Micrometer is a metrics instrumentation library for Java applications. It provides a simple facade over the instrumentation clients for a number of popular monitoring systems. In this tutorial, we will learn how to use Micrometer API in a Jakarta EE application with WildFly or a Quarkus application.
Firstly, we will cover the Micrometer configuration using two popular options: WildFly application Server and Quarkus. Then, we will look at the Micrometer API which can be used in both Runtimes.
MicroMeter set up on WildFly
To use MicroMeter on WildFly, firstly download WildFly 28 (or newer). Next, you need to add the available extension to your WildFly Configuration and define an endpoint for your Metrics:
/extension=org.wildfly.extension.micrometer:add /subsystem=micrometer:add(endpoint="http://localhost:4318/v1/metrics") reload
Finally, you need to include the following dependency in your Jakarta EE project:
<dependency> <groupId>io.micrometer</groupId> <artifactId>micrometer-registry-prometheus</artifactId> <version>1.7.6</version> </dependency>
MicroMeter set up on Quarkus
To run MicroMeter applications on Quarkus, simply drop the quarkus-micrometer-registry-prometheus dependency in your Quarkus project:
<dependency> <groupId>io.quarkus</groupId> <artifactId>quarkus-micrometer-registry-prometheus</artifactId> </dependency>
Micrometer vs MicroProfile Metrics
Micrometer and MicroProfile Metrics API are both metrics instrumentation libraries for Java applications. However, there are some differences between them.
One key difference is that Micrometer provides a simple facade over the instrumentation clients for multiple monitoring systems, while MicroProfile Metrics API is designed specifically for use with MicroProfile-compatible application servers.
Another difference is that Micrometer provides more advanced features such as hierarchical meters and dimensional data models, while MicroProfile Metrics API provides a simpler API with basic metric types such as counters and gauges.
In summary, if you are using a MicroProfile-compatible application server and only need basic metrics instrumentation, you may want to use MicroProfile Metrics API. However, if you need more advanced features or want to use multiple monitoring systems, Micrometer may be a better choice.
To learn more about the Metrics API, check this article: Microprofile Metrics using WildFly application Server
How to use Micrometer API
Once you that your set up is complete, you can start using it in your application. You can use the MeterRegistry bean to create and register meters such as counters, gauges, and timers.
@Inject private MeterRegistry registry;
The following meters are available:
- Gauge: A Gauge measures resource usage, capacity, etc.

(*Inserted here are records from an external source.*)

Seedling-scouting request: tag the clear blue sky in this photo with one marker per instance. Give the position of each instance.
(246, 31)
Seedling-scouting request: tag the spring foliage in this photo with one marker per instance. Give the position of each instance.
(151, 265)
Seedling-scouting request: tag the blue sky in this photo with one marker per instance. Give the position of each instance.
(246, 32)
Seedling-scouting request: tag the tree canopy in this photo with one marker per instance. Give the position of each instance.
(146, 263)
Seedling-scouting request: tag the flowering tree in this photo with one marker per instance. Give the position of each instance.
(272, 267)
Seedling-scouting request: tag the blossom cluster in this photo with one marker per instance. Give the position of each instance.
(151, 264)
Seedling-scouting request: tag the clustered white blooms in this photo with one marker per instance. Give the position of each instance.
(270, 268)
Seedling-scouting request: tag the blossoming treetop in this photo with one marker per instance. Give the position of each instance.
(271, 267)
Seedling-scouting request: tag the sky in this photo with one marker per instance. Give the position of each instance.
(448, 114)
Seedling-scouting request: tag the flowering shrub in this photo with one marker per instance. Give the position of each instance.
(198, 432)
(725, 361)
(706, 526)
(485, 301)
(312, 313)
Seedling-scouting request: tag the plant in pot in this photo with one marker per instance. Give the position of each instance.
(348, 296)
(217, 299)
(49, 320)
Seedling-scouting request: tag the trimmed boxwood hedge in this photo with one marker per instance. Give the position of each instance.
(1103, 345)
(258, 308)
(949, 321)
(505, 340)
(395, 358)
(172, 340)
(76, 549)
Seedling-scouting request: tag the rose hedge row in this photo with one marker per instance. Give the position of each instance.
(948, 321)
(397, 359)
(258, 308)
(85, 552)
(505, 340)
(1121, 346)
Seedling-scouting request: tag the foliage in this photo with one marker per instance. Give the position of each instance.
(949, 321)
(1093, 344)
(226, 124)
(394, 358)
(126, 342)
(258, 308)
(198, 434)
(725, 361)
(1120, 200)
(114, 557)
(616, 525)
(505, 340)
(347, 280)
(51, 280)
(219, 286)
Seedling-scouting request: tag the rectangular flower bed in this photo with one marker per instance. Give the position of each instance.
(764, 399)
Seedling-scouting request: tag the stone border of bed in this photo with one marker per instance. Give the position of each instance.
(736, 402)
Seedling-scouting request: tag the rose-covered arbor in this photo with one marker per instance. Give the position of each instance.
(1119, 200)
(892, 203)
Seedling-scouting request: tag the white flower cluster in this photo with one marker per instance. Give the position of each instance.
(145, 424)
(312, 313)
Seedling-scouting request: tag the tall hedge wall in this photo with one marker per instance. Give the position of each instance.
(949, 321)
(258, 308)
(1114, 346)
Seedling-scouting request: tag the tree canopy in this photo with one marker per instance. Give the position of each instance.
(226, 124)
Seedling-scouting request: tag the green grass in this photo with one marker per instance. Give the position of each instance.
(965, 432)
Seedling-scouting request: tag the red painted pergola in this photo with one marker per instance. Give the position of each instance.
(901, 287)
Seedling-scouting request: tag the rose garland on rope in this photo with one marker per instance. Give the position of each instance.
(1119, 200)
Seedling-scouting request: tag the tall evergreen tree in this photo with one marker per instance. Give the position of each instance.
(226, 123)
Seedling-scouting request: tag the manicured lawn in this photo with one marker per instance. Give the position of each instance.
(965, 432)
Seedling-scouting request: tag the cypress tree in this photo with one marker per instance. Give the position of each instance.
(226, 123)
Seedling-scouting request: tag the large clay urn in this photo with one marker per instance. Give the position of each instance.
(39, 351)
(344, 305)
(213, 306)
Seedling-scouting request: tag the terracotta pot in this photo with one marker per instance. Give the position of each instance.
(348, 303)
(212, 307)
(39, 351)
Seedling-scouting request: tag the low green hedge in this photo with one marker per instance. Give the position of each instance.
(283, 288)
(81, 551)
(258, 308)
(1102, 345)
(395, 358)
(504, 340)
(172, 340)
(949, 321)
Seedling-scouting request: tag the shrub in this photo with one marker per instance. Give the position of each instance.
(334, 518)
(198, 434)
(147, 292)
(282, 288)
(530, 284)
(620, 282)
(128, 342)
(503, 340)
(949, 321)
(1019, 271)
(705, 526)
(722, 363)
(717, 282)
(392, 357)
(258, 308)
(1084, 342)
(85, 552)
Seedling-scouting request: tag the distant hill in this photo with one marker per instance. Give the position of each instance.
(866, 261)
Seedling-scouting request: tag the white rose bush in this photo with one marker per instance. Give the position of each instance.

This is the simplest kind of meter you can use in your application
- Counter: A Counter measures a number of events or actions – a value that only increases, and never decreases.
- Timer: A Timer measures short-duration events and their frequency such as method execution time, request duration, etc.
- DistributionSummary: This metric captures a set of values and its output is a distribution of count,sum and max for the recorded values during the push interval.
Using a Gauge
Here is an example REST Method which uses a Gauge Meter to store an attribute, which you can later set or get:
@GET @Path("gauge") public int gauge() { AtomicInteger myGauge = registry.gauge("numberGauge", new AtomicInteger(0)); // ... then you can update the value using the object reference myGauge.set(10); return myGauge.get(); }
Using a Counter
The following sample code creates a Counter with the name “dummy” which is incremented at every iteration of the method:
@GET @Path("counter") public String counter() { registry.counter("dummy").increment(); return "Counter is " + registry.counter("dummy").count(); }
Using a Timer
You can use a Timer to measure the execution time for a method. The method record of the Timer object allows to start recording the time. then, the totaltime returns the time spent in the execution:
@GET @Path("timer") @Timed(value = "mytimer") public double timer() { Timer timer = registry.timer("demo_timer", Tags.of("ts", "" + System.currentTimeMillis())); // recording execution time of code timer.record(() -> { try { Thread.sleep((long) (Math.random() * 1000L)); } catch (InterruptedException e) { throw new RuntimeException(e); } }); return timer.totalTime(TimeUnit.MILLISECONDS); }
Please notice in this example we show how to use Tags with a Meter object. In Micrometer, Tags are key-value pairs that you can associate with metrics to provide additional dimensions for aggregation and filtering. Tags allow you to add more context to your metrics and make it easier to query and analyze your data.
For example, let’s say you have a web application and you want to track the number of HTTP requests it receives. You could create a counter and increment it every time a request is received. However, this would only give you the total number of requests, without any additional information.
By using tags, you can add more context to your metrics. For example, you could add tags for the HTTP method, the URI, and the response status code. This would allow you to see not only the total number of requests but also how many requests were GET requests, how many were for a specific URI, and how many resulted in a specific status code.
Using a Distribution Summary
Finally, we show how to use a DistributionSummary. A DistributionSummary in Micrometer is a metric type that can be used to track the distribution of a large number of measurements. It is similar to a histogram, but it allows you to track the distribution of non-integer values such as response sizes or latencies.
@GET @Path("summary") public void summary() { DistributionSummary summary = DistributionSummary .builder("my_summary") .description("The summary description") // optional .register(registry); // Record values to distributionSummary summary.record(10); summary.record(20); summary.record(30); }
Capturing MicroMeter Metrics
At the beginning of this article, we have configured WildFly to send our Metrics to a Collector available at this address:
/subsystem=micrometer:add(endpoint="http://localhost:4318/v1/metrics")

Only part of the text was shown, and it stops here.